70's Bonanza: "Smile"

Robert Altman's "Nashville" is generally regarded as the quintessential and sprawling masterpiece of the 70's that best encompasses a wide swath of political, cultural and religious factions of people. It's three hours long and serves as a microcosm for the United States (or at least middle America) and it still registers strongly as a descriptive and incisive time capsule of the period. I propose an alternative take- in the form of Michael Ritchie's "Smile". Released in the same year as "Nashville" (1975), it's a film that posits itself in small town California and reveals ideas and personalities just as deeply insightful about America as Altman's prescient vision. Instead of being a wide view of the people trying to make it in the country music scene, "Smile" fashions a black comedy around the surface artificiality of a beauty pageant. And while "Nashville" ultimately sinners into an angry evocation of political malice, "Smile" accomplishes the same feeling of lost innocence in smaller, more human increments. This is, simply put, one of the best films of that decade.

And in addition to that high praise, director Michael Ritchie is probably one of the most overlooked directors of the decade as well. Just look at his track record from 1969 to 1976- seven years saw the release of "Downhill Racer", "Prime Cut", "The Candidate", "Smile" and "The Bad News Bears". An amazing batch of films. Based on a screenplay by Jerry Belson, "Smile" stars Bruce Dern as the good 'ol American dad tasked with being the head judge of the Young American Miss beauty pageant as it stumbles into the small California town of Santa Rosa. Interspersed around the huge local event, we see glimpses of the seething imperfections beneath the pseudo glamorous surface. Dern's youngest son, 'Little Bob' (Eric Shea), is eventually arrested for being a peeping tom outside the dressing room windows of the beauty contestants- contestants including Melanie Griffith, Colleen Camp and Annette O'Toole. Dern's best friend, Andy (Nicholas Pryor), is the town drunk, suffering the onslaught of depression and avoiding his frigid wife, a former beauty pageant winner played by Barbara Feldon. The only advice that Dern can give his best friend is to "cheer up" and attend the local Knights of Columbus dinner later in the week... a dinner which, in and of itself, turns into a marvelously twisted set piece that requires all the men to dress up in white robes and force certain members to kiss the butt of an uncooked chicken. In the relationship between Dern and Andy comes the film's most searing example of suburban malaise. Even though Dern (and the whole town) believe that the ensuing pageant will somehow wash clean their problems, the influx of beautiful girls only magnifies their statical lives. There are old beauty queen winners struggling to deal with mid-life crisis, janitors who see the whole contest as another excuse to drink on the job and the fact that Dern can't control his own family. Even the beauty pageant contestants discover that life in small town California is not the answer to their boredom. While examining the self-conscious issues that surely arise from every angle of the beauty contest, "Smile" most acutely emphasizes the disconnect that exists in virtually every character searching for that elusive American Dream, whether they're competing or not.

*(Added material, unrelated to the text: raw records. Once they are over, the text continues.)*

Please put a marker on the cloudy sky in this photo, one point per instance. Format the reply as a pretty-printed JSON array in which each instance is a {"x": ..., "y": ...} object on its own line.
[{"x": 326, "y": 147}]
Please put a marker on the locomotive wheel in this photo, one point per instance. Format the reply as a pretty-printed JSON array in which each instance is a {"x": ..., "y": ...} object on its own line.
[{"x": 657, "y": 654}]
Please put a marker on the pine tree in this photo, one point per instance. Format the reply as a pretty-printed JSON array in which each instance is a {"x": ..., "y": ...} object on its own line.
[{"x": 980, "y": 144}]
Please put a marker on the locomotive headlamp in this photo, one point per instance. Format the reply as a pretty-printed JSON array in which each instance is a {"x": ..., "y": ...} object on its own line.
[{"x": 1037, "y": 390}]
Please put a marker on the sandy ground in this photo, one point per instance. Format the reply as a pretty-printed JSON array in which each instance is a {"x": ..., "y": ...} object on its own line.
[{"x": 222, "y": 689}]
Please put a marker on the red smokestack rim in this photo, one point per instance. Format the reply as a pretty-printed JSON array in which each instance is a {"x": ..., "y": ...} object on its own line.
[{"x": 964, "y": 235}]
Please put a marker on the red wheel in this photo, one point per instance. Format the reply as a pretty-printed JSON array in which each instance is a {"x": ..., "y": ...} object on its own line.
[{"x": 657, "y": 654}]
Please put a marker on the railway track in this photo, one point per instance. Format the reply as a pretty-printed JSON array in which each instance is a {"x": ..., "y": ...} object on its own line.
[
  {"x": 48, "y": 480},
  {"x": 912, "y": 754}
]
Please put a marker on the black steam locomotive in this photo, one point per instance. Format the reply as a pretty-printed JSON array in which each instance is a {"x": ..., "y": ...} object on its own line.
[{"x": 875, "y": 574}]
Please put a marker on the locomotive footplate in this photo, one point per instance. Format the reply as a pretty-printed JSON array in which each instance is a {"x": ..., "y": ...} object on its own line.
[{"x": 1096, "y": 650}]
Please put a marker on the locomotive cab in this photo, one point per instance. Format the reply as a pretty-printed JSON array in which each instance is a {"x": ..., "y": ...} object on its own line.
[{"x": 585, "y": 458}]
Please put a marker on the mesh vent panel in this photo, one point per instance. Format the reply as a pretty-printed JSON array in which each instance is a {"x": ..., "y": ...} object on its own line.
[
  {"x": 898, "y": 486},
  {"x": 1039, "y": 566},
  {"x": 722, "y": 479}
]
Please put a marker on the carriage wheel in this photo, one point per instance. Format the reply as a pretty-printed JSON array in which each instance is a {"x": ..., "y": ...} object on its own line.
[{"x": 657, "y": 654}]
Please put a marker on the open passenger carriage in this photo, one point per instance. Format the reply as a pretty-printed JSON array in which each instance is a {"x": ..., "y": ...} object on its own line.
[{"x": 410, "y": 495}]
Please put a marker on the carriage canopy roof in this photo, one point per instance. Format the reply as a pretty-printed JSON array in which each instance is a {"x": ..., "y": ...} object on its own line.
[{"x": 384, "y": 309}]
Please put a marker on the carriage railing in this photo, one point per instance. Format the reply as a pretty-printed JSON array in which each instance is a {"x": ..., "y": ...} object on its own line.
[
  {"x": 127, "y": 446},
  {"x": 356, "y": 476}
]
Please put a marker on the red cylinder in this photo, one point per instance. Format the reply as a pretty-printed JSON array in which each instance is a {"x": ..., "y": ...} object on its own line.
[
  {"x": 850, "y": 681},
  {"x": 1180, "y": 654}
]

Scathingly funny and full of wonderfully composed observations, "Smile" deserves to be re-assessed today. I dare anyone to screen this film and "Nashville" back to back and not come away inspired by both filmmakers and their genuine understanding of their day and age. "Smile" is the perfect title for a film that masks itself as a comedy when its true intent is to peel away the malcontent surface of its characters and their environment- and in the meantime pave the way for every other "suburban anomie" film from the works of Linklater to "American Beauty". Probably the most revelatory moment of "Smile" comes in its final scene. Obviously disturbed and disillusioned by the entire affair (and that the pageant itself is over, relegating him to just an RV salesman again), Dern approaches three marines as they're wrapping up an American flag on stage in the empty auditorium. He comments to them with, "You boys sure did a nice job." He then tells them he was in a certain division of the military and is met with a "yes, sir." The soldiers turn to walk off when one of the soldiers mumbles "you see the tits on miss san jose?" It's just yet another small chink in the armor for a man looking for something decent and traditional in a life that no longer matters. Solace and understanding can't even be found in America' s finest... and artificiality reigns supreme again.